France's poor model of integration

France's poor model of integration
Comment: Official policies could be to blame for the radicalisation of French youth of North African descent, writes Tawfik Boueshrin.
3 min read
12 Oct, 2015
Francios Hollande [2R] visited Morocco with successful French-Moroccan figures [AFP]

French President Francois Hollande visited Morocco last week, along with an entourage of successful French figures of Moroccan descent, to tell public opinion that the French integration model is successful - and these people are the proof.

France's Minister of Education, Najat Vallaud-Belkacem, Minister of Labour Myriam El Khomri, the former Minister of Justice Rachida Dati, the writer Tahar Ben Jelloun and the actor and comedian Jamal Debbouze are all examples of successful French-Moroccans.

     42 percent of citizens view their compatriots of Moroccan, Algerian and Tunisian descent as Arabs - and not French

However, the image that Hollande came to promote to Moroccans and Arabs while he stood among first- and second-generation immigrants who had achieved success in France was the exception to the rule.

The French model of integrating immigrants into the state's political, economic, cultural and social structures is the worst - and cannot be compared with the United States, which is a country of immigrants, or Britain's multiculturalism or even the German model which defends equality and freedom.

France is a country in which 42 percent of citizens view their compatriots of Moroccan, Algerian and Tunisian descent as Arabs and not French.

The country that created a ministry of national identity under Nicolas Sarkozy - because it feared that outsiders might tarnish its purity - is not a model for integration.

The country in which third-generation Arab and Muslim immigrants say that people with names such as Mohammad, Omar and Khaled find it harder to get employed is not a model for integration.

A country in which unemployment among Muslim youths in marginalised suburbs is 50 percent, while the national average among people of the same age is no more then 20 percent, is not a country that should be promoted as a model for integration.

The French disconnection

There are three main reasons why French integration policies have failed.

First, assimilation versus integration. France demands that immigrants assimilate into its language, culture and customs instead of integrate, and there is a vast difference between the two.

Second, France does not have a culture of migration, and of the 66 million French citizens, only 1.5 million live outside their country, with half that number living in the European Union. The country therefore views itself as a destination of immigrants rather than an exporter of emigrants.

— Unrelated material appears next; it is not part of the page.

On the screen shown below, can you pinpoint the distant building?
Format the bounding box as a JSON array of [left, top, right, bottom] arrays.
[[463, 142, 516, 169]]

     Immigrants viewed the country as a coloniser and France viewed them as temporary soldiers and labourers

Third, migration to France in the early 20th century occurred at the request of the French, which was sometimes forceful and violent.

During World War I and II, France enlisted people from its colonies in North and Sub-Saharan Africa to fight in its armies.

After the war ended, hundred of thousands were brought as labourers to rebuild the country destroyed by war.

Therefore, a tense relationship formed between the mostly Arab immigrants and France, as immigrants viewed the country as a coloniser, and France viewed them as temporary soldiers and labourers - whose culture, language and religion should not be bothered with by citizens, as they were soon going to leave.

Thus, the first generation of immigrants lived in submission as they waited to return home. The second generation attempted to avoid the mistakes of their parents, identified as French and excelled in education - but they did not attain the positions they deserved in French society.

Thereafter, the third generation carried the cultural identity of their grandparents and the bitterness of their parents and responded to their marginalisation with the violence of radicalism that preyed on this generation.

As a result, this generation became a ticking time bomb, ready to explode in society that refused to integrate their parents and grandparents.

Opinions expressed in this article remain those of the author and do not necessarily represent those of al-Araby al-Jadeed, its editorial board or staff.